KUBECONFIG Materialization

The runtime supports passing kubeconfig content directly via the KUBECONFIG environment variable. If KUBECONFIG contains inline YAML (detected by newlines or apiVersion: markers), the runtime automatically writes it to a file and updates KUBECONFIG to point to that file. This is useful for container deployments where mounting files is inconvenient:

docker run -e KUBECONFIG="$(cat ~/.kube/config)" my-agent

File Output Directory

The runtime configures a FilesDir for tool-generated files (e.g., from file_create). This directory defaults to <WorkDir>/.forge/files/ and is injected into the execution context so tools can write files that other tools can reference by path.

<WorkDir>/
  .forge/
    files/        ← file_create output (patches.yaml, reports, etc.)
    sessions/     ← conversation persistence
    memory/       ← long-term memory

The FilesDir is set via LLMExecutorConfig.FilesDir and made available to tools through runtime.FilesDirFromContext(ctx). See Tools — File Create for details.

Conversation Memory

For details on session persistence, context window management, compaction, and long-term memory, see Memory.

Hooks

The engine fires hooks at key points in the loop. See Hooks for details.

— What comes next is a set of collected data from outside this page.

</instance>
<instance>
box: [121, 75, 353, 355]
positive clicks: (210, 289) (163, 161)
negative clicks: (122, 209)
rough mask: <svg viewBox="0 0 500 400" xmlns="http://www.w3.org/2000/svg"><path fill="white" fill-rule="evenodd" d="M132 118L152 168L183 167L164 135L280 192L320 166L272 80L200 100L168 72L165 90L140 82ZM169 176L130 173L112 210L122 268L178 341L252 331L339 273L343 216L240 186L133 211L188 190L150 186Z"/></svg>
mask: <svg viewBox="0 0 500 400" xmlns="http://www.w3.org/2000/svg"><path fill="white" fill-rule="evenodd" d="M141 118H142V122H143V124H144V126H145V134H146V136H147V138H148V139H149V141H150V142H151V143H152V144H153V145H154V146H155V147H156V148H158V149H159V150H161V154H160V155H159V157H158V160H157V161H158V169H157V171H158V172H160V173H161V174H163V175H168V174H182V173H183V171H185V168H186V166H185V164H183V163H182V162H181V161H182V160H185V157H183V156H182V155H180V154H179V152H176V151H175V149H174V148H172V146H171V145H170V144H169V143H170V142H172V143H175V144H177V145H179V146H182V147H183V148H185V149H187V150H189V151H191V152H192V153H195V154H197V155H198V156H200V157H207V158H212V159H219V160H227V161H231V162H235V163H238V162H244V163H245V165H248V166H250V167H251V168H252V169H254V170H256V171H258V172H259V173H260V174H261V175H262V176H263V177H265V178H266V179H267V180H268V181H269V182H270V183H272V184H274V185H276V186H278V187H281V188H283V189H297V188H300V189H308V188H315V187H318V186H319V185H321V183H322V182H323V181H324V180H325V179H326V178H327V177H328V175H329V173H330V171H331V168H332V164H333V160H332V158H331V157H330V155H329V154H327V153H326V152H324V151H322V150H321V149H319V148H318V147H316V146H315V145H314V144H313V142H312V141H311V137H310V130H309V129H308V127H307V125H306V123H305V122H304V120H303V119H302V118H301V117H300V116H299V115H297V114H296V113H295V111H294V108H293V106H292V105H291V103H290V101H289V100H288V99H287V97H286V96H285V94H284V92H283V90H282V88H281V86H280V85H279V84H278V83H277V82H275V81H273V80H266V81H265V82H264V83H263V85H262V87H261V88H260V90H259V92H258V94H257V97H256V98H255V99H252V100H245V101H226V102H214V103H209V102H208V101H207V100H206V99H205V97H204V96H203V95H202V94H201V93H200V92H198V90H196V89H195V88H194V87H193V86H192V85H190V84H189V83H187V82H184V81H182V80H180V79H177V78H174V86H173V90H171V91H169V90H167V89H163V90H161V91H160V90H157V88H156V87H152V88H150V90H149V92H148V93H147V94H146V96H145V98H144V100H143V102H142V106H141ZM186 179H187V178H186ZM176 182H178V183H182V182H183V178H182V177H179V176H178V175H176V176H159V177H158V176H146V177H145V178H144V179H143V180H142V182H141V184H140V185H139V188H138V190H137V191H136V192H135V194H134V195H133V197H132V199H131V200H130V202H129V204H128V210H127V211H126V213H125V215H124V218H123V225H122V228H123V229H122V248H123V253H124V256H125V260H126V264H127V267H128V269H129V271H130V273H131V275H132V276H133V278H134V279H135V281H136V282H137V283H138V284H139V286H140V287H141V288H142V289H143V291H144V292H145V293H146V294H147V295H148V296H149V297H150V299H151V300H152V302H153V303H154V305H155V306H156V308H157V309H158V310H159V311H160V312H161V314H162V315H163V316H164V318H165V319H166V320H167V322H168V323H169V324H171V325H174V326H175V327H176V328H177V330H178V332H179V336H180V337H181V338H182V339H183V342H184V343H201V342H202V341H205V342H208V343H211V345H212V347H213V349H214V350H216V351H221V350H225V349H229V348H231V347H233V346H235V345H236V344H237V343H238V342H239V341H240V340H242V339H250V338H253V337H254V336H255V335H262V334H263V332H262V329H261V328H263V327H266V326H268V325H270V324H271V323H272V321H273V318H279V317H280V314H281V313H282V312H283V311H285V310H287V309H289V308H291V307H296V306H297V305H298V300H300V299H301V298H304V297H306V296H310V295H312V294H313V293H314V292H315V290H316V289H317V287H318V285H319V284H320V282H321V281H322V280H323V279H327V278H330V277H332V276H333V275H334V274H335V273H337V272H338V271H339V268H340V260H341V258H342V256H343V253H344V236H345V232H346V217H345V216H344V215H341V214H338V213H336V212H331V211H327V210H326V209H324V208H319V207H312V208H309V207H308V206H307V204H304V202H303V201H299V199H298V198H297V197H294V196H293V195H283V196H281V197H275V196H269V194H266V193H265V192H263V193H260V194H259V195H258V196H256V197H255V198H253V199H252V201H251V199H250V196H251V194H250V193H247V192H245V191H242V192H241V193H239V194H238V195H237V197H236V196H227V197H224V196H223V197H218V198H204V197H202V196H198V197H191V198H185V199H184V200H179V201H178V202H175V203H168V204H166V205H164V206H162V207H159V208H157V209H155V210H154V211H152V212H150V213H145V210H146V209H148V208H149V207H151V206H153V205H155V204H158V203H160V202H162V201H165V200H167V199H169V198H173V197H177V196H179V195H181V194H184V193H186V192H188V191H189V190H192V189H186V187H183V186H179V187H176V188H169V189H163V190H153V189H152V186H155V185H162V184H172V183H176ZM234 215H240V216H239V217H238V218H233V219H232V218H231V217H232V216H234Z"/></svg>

The runner registers five hook groups: logging, audit, progress, global guardrail hooks, and skill guardrail hooks. Global guardrails use the GuardrailChecker interface backed by the github.com/initializ/guardrails library — the AfterToolExec hook scans tool output for secrets and PII, redacting or blocking before results enter the LLM context. Guardrail config is loaded from guardrails.json (file mode) or MongoDB (DB mode). Skill guardrail hooks enforce domain-specific rules declared in SKILL.md — blocking commands, redacting output, intercepting capability enumeration probes, and replacing binary-enumerating responses. Skill guardrails are loaded from build artifacts or parsed directly from SKILL.md at runtime (no forge build required). See Guardrails for full details.

Streaming

The LLM tool-calling loop runs non-streaming internally. ExecuteStream calls Execute and emits the final response on a channel. However, the UI chat proxy (forge-ui/chat.go) streams A2A SSE events to the browser in real-time — status events carry incremental text, progress events carry tool execution updates, and result events carry the final response. The frontend renders text and tool progress as each event arrives.